Pakar Hukum Harap PTUN Jakarta Tak Kabulkan Gugatan Anwar Usman untuk jadi Ketua MK Lagi "Rawan Nepotisme Sesama Hakim Karier"

Adelio Pratama
Adelio Pratama
Diperbarui 16 Februari 2024 00:24 WIB
Pakar hukum pidana dari Universitas Trisakti, Abdul Fickar Hadjar (Foto: MI/Repro Instagram@abdulhadjar)
Pakar hukum pidana dari Universitas Trisakti, Abdul Fickar Hadjar (Foto: MI/Repro Instagram@abdulhadjar)

Jakarta, MI - Sidang di Pengadilan Tata Usaha Negara (PTUN) Jakarta dengan agenda jawaban gugatan mantan Ketua Mahkamah Konstitusi (MK) Anwar Usman terkait dengan keputusan pengangkatan Suhartoyo sebagai ketua MK, akan digelar dalam waktu dekat ini. 

Gugatan itu teregistrasi dengan Nomor Perkara 604/G/2023/PTUN.JKT itu didaftarkan pada Jumat, 24 November 2023 lalu.

Namun sebelum sidang itu bergulir, kini beredar bahwa Anwar Usman akan kembali menjadi Ketua MK setelah PTUN  Jakarta menerbitkan putusan sela terhadap perkara gugatan nomor 604/G/2023/PTUN.JKT.

Kendati, hal ini dibantah oleh Juru Bicara MK Fajar Laksono. “Tidak benar. Itu informasi data umum di SIPP PTUN Jakarta tentang Gugatan 604 dengan petitum yang diminta penggugat".

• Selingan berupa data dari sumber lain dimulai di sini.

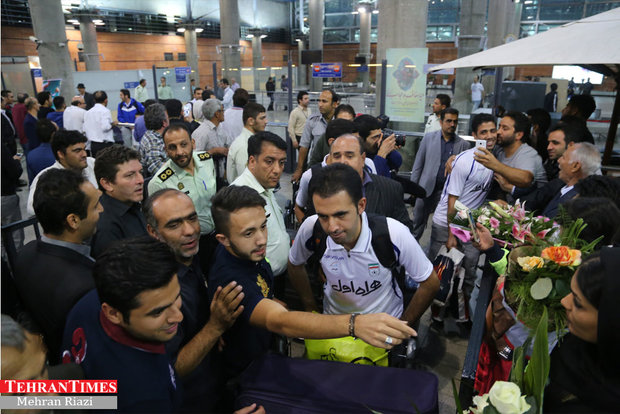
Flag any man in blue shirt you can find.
[26,116,56,184]
[117,89,144,124]
[46,96,67,128]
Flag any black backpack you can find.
[305,213,415,300]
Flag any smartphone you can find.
[467,209,480,243]
[183,103,192,118]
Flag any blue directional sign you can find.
[312,63,342,78]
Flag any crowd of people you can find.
[2,78,620,413]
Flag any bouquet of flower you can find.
[450,200,559,247]
[504,219,600,335]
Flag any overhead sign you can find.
[174,66,192,83]
[312,63,342,78]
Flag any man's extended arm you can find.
[288,260,320,312]
[250,299,416,349]
[474,148,534,187]
[402,270,439,325]
[174,282,243,377]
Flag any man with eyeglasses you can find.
[411,108,469,240]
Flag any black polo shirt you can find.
[91,194,148,258]
[208,244,273,378]
[166,256,222,412]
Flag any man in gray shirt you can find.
[474,111,547,202]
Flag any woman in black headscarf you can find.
[544,248,620,413]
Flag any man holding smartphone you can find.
[428,114,497,315]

Fajar menjelaskan bahwa Sistem Informasi Penelusuran Perkara (SIPP) PTUN DKI Jakarta memuat informasi umum perkara. “Artinya, itu bukan informasi bahwa putusan penundaan dikabulkan. Sidang jawaban gugatan saja belum digelar, baru 21 Februari (2024) nanti sidang lagi,” kata Fajar kepada wartawan, Kamis (15/2).

Tak sampai disitu, kabar ini pun beredar di sejumlah kalangan. Pakar hukum pidana dari Universitas Trisakti, Abdul Fickar Hadjar, misalnya.

Menurut Abdul Fickar Hadjar, ini putusan PTUN adalah putusan sela yang belum putusan akhir. Abdul Fickar Hadjar berpandangan bahwa meskipun keputusan mencopot Anwar Usman itu merupakan tindakan administratif pimpinan Mahkamah Konstitusi (MK) yang diperkuat Surat Keputusan (SK) presiden sebagai kepala negara, seharusnya hakim PTUN itu berpikir dua kali.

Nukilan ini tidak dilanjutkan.